Whereas earlier, Douglas Knight said, Israel's "tradition process" presupposed that not only Israel's law but its general religious meanings were revised to fit new social situations, and that the people played an indispensable role in that revision, Knight gets at the participatory, tradition-creating process by connecting changes in religious tradition to changes in the revelation of God. First, past tradition provides the framework in terms of which past revelation is understood and present revelation can occur. Secondly, because traditions fit specific situations and because situations are constantly changing, new renditions of the tradition must be made, and, thus, new revelations occur. Thirdly, the new revelations are channeled to the future by a continuity among traditions through time. Of course, none of this implies that revelation is "progressive." (What would progress mean, how would it be even measured, without some fixed standard of meaning, which the tradition process itself makes impossible?) But Knight says that, while not progressive, the tradition process, nevertheless, "creates new meaning" (Knight 19 77:169).
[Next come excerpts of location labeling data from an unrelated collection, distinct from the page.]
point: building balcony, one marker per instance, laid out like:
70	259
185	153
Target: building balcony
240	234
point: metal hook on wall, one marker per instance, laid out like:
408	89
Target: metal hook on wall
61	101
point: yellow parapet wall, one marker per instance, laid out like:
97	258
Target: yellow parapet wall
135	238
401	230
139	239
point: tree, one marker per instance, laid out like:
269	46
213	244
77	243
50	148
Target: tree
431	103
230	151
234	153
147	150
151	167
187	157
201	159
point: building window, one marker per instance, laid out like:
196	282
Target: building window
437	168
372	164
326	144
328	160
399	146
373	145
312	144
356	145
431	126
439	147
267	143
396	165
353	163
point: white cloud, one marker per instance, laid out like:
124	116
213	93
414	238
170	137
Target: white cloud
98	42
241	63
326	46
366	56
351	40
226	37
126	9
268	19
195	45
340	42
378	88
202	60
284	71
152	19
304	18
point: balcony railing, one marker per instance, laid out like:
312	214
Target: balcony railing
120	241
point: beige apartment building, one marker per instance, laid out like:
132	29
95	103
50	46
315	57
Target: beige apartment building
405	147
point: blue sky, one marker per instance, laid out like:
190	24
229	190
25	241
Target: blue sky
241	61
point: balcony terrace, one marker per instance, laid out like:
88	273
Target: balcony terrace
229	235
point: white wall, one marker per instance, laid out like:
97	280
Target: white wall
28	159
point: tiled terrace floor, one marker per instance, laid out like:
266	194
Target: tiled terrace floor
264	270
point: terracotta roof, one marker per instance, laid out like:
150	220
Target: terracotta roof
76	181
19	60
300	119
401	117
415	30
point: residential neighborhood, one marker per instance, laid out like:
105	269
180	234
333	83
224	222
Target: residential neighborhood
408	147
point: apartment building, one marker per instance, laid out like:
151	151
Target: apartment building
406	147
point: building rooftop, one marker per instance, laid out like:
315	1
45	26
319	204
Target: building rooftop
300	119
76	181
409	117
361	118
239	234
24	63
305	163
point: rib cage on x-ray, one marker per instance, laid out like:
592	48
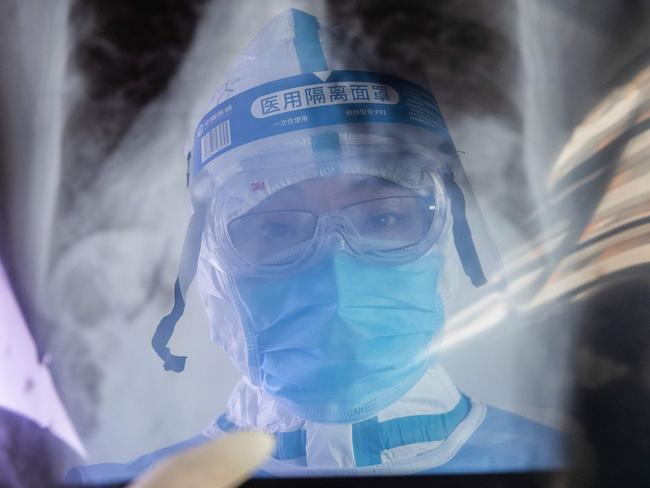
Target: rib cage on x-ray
98	206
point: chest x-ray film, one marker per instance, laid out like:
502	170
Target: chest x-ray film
396	239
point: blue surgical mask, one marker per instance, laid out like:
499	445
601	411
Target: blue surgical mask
344	338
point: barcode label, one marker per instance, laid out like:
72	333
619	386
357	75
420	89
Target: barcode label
215	140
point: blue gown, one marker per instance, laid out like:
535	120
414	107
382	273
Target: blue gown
504	442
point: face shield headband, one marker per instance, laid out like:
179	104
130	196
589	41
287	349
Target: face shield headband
303	104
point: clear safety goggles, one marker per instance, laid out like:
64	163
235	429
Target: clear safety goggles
365	214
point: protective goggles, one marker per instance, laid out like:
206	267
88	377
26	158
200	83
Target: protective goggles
370	216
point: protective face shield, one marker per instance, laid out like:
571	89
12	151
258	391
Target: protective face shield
333	226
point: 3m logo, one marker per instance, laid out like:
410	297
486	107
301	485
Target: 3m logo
257	186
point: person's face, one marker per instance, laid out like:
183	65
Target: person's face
379	211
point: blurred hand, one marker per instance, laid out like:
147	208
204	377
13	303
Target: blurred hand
225	462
Thus, the Hebrews took their religious identity, not from beyond history, but from within history. It was history that provided both the old traditions and the new, incongruous situations that required new interpretations leading to revised traditions. The new interpretations also were contingent and decisional - in effect, historical. Past revelations were always outrun; new traditions gave new knowledge of God; and, for these reasons, the God of the future was necessarily unknown.

This traditioning process was sustained, at least partially, in the activities of Jesus and in the early Church. The Jews lived under the domination of the Roman Empire, hoped for the restoration of a political kingdom or the arrival of an eschatological kingdom, and yearned for a viable faith appropriate to these new expectations. Once again, the historical context provided new questions that for some were answered by Jesus as the Christ.

History for the Hebrews can be characterized as a participant theory of history. The person who is historian and believer, the situation, and God conspired together so that old traditions and truths could be revised to answer new problems. None of this is to deny that history has structure, unity or aims, but it affirms that they arise in and are altered as a result of historical participation. Even God is seen as a historical participant, one who makes promises, fulfills promises, reacts in anger, and makes judgments, working within continuities of tradition and breaking continuities of tradition.

To overlook the importance of this historical process, particularly in the modern era, is, von Rad caustically suggests, just what can be expected from the "high-handed methods of pneumatic theology" (von Rad 1955:3) - theology that witnesses to spiritual or ideal truths rather than participates fully in ever-changing historical events and meanings.